“That’s the spirit”

To anyone that Mr. Stern has taught, he is no average teacher. In teaching style and in personality, he stands out from most educators. I have the privilege of being in one of his classes, and the experience has been at turns exciting and traumatic. Aside from the usual academics in his class, his students are treated with random bits of music that he finds inspirational. Then there are also those days when students duck as red pens – “pens of death” – come flying at them through the air. Special students get cluster bombs; Mr. Stern will throw three, four, or seven pens at once. His catchphrases are renowned in the High School: “that’s the spirit, that’s what Jesus would have done”. Yet Mr.

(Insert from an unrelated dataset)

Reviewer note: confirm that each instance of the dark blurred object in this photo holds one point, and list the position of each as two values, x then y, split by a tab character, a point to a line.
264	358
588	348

Stern doesn’t give easy classes and individuals are very responsible for taking up their side of education – Mr. Stern doesn’t spoon feed.

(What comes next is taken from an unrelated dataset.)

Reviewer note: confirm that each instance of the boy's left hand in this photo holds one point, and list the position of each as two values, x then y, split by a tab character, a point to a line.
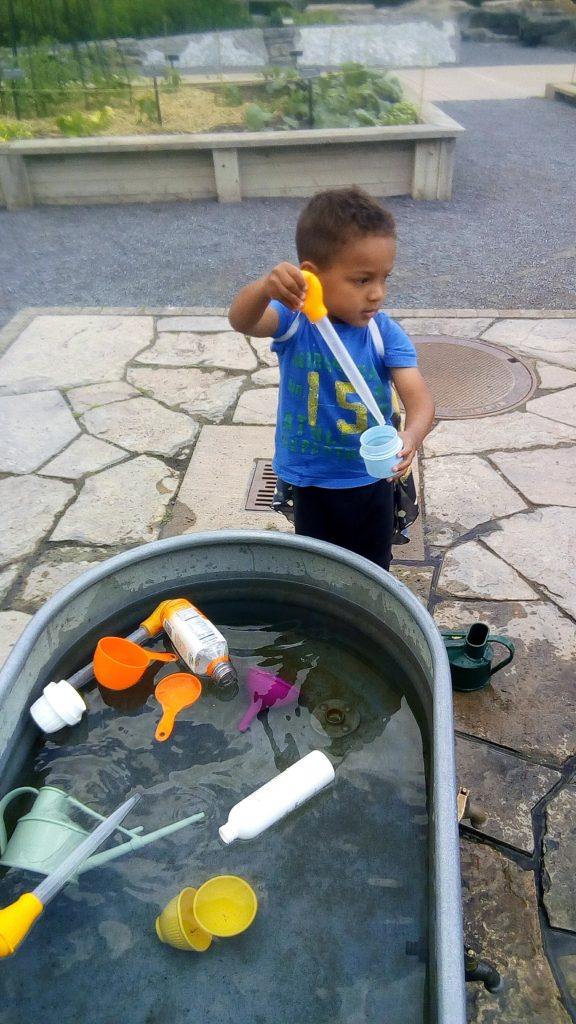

I met up with him and asked him some questions as a class was silently taking tests throughout the room. I pulled a stool up to his desk as he scratched out some grading onto tests. The little room always seemed to glow with a bluish light, and on the whiteboard Mr. Stern was projecting encouraging words to his class: “Abandon hope, all ye who enter here” stood in bold under an image of a skull and crossbones. With the projected words catching part of my face I learned things about him I’d never known before.

“Tell me about your childhood.”

Growing up in Illinois, Mr. Stern wasn’t always a fan of school. Many of his teachers were “obtuse”, and weren’t actually very constructive to his learning. There were many classes that he liked in spite of his teachers, however, because some things truly did fascinate him. The maths and sciences of academics have never been his forte, while things like the French Revolution excited him.

“When did you first begin biking?”

“When I was five,” he replied, laughing. “But I guess that when I bought one with my own money at thirteen it was special.” He continued to tell of how he began to mountain bike and bike in races. It became more to him than just a hobby; it was really a way of being alone, and being able to process. (More on that bike later).

After studying history and political science in university, Mr. Stern took what was at first just a one-Summer job teaching English at a school in China. But there, the country stunned him. The city of Xi’an was the ancient capital of the Tang empire, and was, in his words, “super historical”. Like something from a movie, temples and ancient palaces stood preserved for eras and could be visited. He ended up working in China full time, drinking in culture and history all the while. He moved to Korea for a short while, where he fell in love with the woman we would come to know as Mrs. Stern. In her words, Mr. Stern is “active, engaged in life, passionate, and persistent”. The two got married, and soon after Mr. Stern moved back to China, now with a wife. He spent the majority of his time in China in the town of Shanxi.

His time in China was for him a truly life changing experience. In the rural town of Shanxi, Mr. Stern saw the world from a completely different perspective. English was as well spoken there as Chinese is in almost any American city. By a simple sink or swim principle, he was forced to learn the language and the local cultures. He told me, his voice slowly catching excitement and rising with a glint in his eyes, of the temples he would come across when biking far out from the town. As he told me about one ancient abandoned fort he discovered, he grabbed a marker and began drawing the structure out on the whiteboard from above, ramparts, moat, bridge, and turrets.

He lived in China for a total of eight years, and became fluent in Mandarin. He currently teaches the language to middle schoolers. After China, he came to Singapore and began working at ICS right away. In the meantime, the eldest of his sons, Andrew, has grown into an 8th grader. Andrew Stern has two younger sisters (one adopted from China) and two younger brothers (one just one year old). Andrew describes his dad as “crazy and very hyper… but also serious and reasonable”. I must say that I can see where he comes from: Mr. Stern manages to blend a likable penchant for the random and unexpected with serious and focused teaching. I can just imagine how interesting the conversations must be that he and his father have over cups of coffee, or the crazy trails his dad must take him on when they go bike riding together.

One of his students described him as “sarcastic”, and another simplify said she thought of tea. One student said that “Mr. Stern is a hyperactive, very chatty, and very caring person – I enjoy his class. He seems really athletic and has a genuine care for his students; sometimes intimidating but really easy to talk to.”

Whether he’s teaching Economics or Mandarin, attacking students or brewing them tea, Mr. Stern is near on impossible to dislike. A deep thinker and active expresser of thoughts, there’s always something interesting for him to talk to you or tell you about. If you haven’t ever sparked up a conversation with him, go find him and do so; you’ll enjoy it, and might get a cup of tea. Just make sure he doesn’t have any red pens on him.